Developed MatrixKAN, an efficient, parallelized implementation of KAN.
3.

Demonstrated that the effective computation time of MatrixKAN scales preferably relative to the degree of the B-spline employed within the model, resulting in more efficient calculations for high-degree B-splines.
4.

Demonstrated that KANs / MatrixKANs utilizing relatively high-degree B-splines yield improved performance when modeling various functions.

2 Background and Related Work

2.1 Kolmogorov-Arnold Networks

In addition to the features already noted, KANs differ from MLPs in their theoretical foundation. Unlike MLPs, whose theoretical basis as a function modeling framework derives from the universal approximation theorem, KANs rely on the Kolmogorov-Arnold representation theorem, which provides that every multivariate continuous function $f$ can be represented as a finite composition of continuous, univariate functions and the binary operation of addition:

f(x)=f(x_{1},...,x_{n})=\sum_{q=1}^{2n+1}\Phi_{q}(\sum_{p=1}^{n}\phi_{q,p}(x_{p}))

(1)

where $\phi_{q,p}:[0,1]\rightarrow\mathbb{R}$ and $\Phi_{q}:\mathbb{R}\rightarrow\mathbb{R}$ (Kolmogorov, 1957; Liu et al., 2024a). This traditional formulation of the Kolmogorov-Arnold representation theorem is analogous to a small neural network with (i) $n$ input neurons, (ii) a single hidden layer with $2n+1$ neurons, and (iii) a single output neuron. $\phi_{q,p}$ represent the edges between input neurons and neurons in the hidden layer, and $\Phi_{q}$ represent edges between neurons in the hidden layer and the output neuron.

To generalize this approach for modeling more complex systems and to facilitate training of this using traditional neural network regression strategies, KANs expand this two-layer network to networks of arbitrary width and depth and parameterize all edge functions using B-splines.
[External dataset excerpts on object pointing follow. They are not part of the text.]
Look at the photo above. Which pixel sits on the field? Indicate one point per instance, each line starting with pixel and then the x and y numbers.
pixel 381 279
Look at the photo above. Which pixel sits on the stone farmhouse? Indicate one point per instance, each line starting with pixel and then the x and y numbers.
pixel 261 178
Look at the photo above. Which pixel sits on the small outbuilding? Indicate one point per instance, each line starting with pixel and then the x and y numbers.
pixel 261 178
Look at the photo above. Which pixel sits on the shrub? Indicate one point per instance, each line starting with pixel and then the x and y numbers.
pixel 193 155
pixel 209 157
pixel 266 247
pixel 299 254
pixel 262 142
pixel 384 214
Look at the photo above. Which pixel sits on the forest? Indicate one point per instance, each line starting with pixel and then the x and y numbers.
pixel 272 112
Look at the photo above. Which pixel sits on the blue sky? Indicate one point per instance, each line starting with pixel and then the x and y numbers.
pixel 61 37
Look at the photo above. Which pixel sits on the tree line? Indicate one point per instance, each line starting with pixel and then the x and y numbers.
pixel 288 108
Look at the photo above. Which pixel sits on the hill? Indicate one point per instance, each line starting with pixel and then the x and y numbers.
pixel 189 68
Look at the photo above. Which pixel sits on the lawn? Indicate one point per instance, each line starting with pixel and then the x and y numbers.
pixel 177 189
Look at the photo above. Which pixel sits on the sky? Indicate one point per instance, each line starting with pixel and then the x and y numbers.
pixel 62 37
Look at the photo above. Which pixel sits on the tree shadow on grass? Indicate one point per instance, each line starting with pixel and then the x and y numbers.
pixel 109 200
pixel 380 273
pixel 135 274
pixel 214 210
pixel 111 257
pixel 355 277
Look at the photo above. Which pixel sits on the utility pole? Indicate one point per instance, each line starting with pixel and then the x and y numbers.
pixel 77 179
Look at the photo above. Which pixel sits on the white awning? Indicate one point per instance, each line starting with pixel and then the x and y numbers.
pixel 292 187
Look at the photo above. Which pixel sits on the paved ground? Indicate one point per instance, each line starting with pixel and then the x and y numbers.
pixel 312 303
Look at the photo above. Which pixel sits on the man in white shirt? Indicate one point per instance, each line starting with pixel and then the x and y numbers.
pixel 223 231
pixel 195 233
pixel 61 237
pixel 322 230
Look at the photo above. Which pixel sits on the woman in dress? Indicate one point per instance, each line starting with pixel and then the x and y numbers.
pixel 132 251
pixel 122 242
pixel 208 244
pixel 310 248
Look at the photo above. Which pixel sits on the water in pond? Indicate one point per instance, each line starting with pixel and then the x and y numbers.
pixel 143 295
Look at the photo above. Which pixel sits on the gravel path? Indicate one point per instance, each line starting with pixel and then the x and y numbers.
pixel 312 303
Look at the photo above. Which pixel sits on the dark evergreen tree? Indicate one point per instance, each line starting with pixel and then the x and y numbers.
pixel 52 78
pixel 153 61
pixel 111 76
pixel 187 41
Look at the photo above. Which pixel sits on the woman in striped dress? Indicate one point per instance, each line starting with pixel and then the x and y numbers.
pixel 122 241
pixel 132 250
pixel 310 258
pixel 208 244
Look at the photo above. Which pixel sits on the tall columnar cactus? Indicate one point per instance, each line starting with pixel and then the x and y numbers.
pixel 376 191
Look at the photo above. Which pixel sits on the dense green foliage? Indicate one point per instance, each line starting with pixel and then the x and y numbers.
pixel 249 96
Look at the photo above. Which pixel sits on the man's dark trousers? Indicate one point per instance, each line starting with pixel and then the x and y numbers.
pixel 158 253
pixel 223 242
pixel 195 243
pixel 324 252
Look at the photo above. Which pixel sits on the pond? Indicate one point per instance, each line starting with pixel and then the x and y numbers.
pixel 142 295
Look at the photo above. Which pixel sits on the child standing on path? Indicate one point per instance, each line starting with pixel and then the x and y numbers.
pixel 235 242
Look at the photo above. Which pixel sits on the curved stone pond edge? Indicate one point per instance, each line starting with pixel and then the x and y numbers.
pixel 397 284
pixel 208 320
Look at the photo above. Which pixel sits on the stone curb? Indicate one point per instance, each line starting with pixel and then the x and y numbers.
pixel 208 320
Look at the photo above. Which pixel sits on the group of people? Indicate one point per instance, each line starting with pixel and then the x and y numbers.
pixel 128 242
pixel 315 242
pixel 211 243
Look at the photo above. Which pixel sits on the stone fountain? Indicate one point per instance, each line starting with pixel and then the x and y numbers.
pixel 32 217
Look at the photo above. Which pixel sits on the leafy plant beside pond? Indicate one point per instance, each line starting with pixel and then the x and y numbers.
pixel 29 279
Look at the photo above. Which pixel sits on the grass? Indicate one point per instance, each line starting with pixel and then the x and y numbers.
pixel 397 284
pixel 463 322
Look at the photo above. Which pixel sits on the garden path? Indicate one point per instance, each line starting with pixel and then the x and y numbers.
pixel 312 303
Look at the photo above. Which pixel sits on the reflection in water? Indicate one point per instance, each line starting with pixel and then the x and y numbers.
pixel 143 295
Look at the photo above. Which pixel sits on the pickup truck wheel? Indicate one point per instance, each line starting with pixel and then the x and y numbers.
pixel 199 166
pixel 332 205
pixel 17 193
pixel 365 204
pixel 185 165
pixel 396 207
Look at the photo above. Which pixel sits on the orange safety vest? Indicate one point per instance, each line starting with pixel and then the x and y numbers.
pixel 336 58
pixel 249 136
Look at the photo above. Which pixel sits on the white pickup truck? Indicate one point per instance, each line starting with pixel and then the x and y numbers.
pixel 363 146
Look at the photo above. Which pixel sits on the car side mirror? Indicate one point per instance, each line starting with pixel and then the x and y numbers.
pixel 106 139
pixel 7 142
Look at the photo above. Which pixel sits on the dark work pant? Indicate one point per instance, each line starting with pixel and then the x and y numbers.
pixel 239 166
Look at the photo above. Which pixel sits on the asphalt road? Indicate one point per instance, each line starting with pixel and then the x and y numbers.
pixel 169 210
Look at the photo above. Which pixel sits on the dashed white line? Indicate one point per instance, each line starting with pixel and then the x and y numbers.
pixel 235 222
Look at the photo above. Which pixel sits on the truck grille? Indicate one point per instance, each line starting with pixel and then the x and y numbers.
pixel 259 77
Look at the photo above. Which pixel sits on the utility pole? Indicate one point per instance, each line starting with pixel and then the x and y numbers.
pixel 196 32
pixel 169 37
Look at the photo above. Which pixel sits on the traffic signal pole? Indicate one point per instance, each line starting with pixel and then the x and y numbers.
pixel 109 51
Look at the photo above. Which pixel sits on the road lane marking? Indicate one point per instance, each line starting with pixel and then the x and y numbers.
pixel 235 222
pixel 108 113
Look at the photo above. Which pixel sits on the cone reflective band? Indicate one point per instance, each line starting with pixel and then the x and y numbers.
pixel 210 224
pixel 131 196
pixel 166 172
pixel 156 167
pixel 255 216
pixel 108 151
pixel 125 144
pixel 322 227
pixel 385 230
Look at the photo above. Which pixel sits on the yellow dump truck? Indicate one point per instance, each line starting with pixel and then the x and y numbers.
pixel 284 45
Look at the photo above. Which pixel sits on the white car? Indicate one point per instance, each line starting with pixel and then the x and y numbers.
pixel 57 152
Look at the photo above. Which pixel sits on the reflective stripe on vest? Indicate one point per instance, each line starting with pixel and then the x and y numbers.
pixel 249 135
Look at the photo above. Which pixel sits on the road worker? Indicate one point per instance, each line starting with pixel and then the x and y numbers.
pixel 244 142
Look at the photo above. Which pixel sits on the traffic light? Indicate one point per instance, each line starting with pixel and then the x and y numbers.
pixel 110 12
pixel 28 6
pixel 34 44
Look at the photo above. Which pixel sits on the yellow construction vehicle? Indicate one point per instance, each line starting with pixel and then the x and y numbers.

The shape of a KAN is represented as $[n_{0},n_{1},...,n_{L}]$ , where $n_{i}$ is the number of nodes in the $i^{th}$ layer. The activation value for a given node is represented as $x_{l,i}$ and the B-spline activation function between two nodes in adjacent layers is represented as $\Phi_{l,j,i}$ , where $l$ denotes the layer, $i$ denotes the neuron within the given layer and $j$ denotes the connected neuron in the subsequent layer (Liu et al., 2024a):

\phi_{l,j,i},l=0,...,L-1,i=1,...,n_{l},j=1,...,n_{l+1}

(2)

The output of a given B-spline activation function is represented as $\tilde{x}\equiv\Phi_{l,j,i}(x_{l,i})$ . For any given node, the activation value is equal to the sum of the outputs of the B-spline activation functions on each incoming network edge (Liu et al., 2024a):

x_{l+1,j}=\sum_{i=1}^{n_{l}}\tilde{x}_{l,j,i}=\sum_{i=1}^{n_{l}}\phi_{l,j,i}(x_{l,i})

(3)

where $j=1,...,n_{l+1}$ .

2.2 B-Splines

Refer to caption — Figure 1: Diagram of a cubic B-spline curve, including applicable knots (turquoise) and control points (red).

To facilitate diversity in the learned activation function on each edge of a KAN, KANs implement activation functions using B-splines. B-splines are piecewise polynomial curves whose name derives from the elastic beams (i.e., splines) used by draftsmen to construct sweeping curves in ship design (Prautzsch et al., 2002). They are defined as affine combinations of control points $c_{i}$ and associated basis functions $B_{i}(x)$ (Liu et al., 2024a):

spline(x)=\sum_{i}c_{i}B_{i}(x)

(4)

B-splines can be used to model a wide variety of shapes due to their ability to represent functions of arbitrary degree. A curve $spline(x)$ is called a B-spline of degree $k$ with knots $t_{o},...,t_{m}$ , where $t_{i}\leq t_{i+1}$ and $t_{i}<t_{i+k+1}$ for all $i$ , which delineate the intervals over which the B-spline is defined (see Figures 1 and 2), and control points $c_{o},...,c_{i}$ , which control the local shape of the B-spline. Due to their control over the shape of the B-spline, KANs parameterize B-splines via their control points. Expressions for the basis functions $B_{i,k}(x)$ of a given B-spline are derived via the Cox-De Boor recursion algorithm, examples of which are shown in Figure 2:

\begin{split}B_{i,0}(x)&=\begin{cases}1&\text{if }t_{i}\leq x<t_{i+1},\\ 0&\text{otherwise.}\end{cases}\\ B_{i,k}(x)&=\frac{x-t_{i}}{t_{i+k}-t_{i}}B_{i,k-1}(x)+\frac{t_{i+k+1}-x}{t_{i+k+1}-t_{i+1}}B_{i+1,k-1}(x)\end{split}

(5)

As Equations 4 and 5 demonstrate, the value of a basis function $B_{i,k}(x)$ of degree $k$ is calculated recursively by reference to the position of the input value $x$ within the knot vector and the output of certain basis functions of degree $k-1$ , and the final output of the B-spline is determined by multiplying all applicable basis functions by their associated control points $c_{i}$ .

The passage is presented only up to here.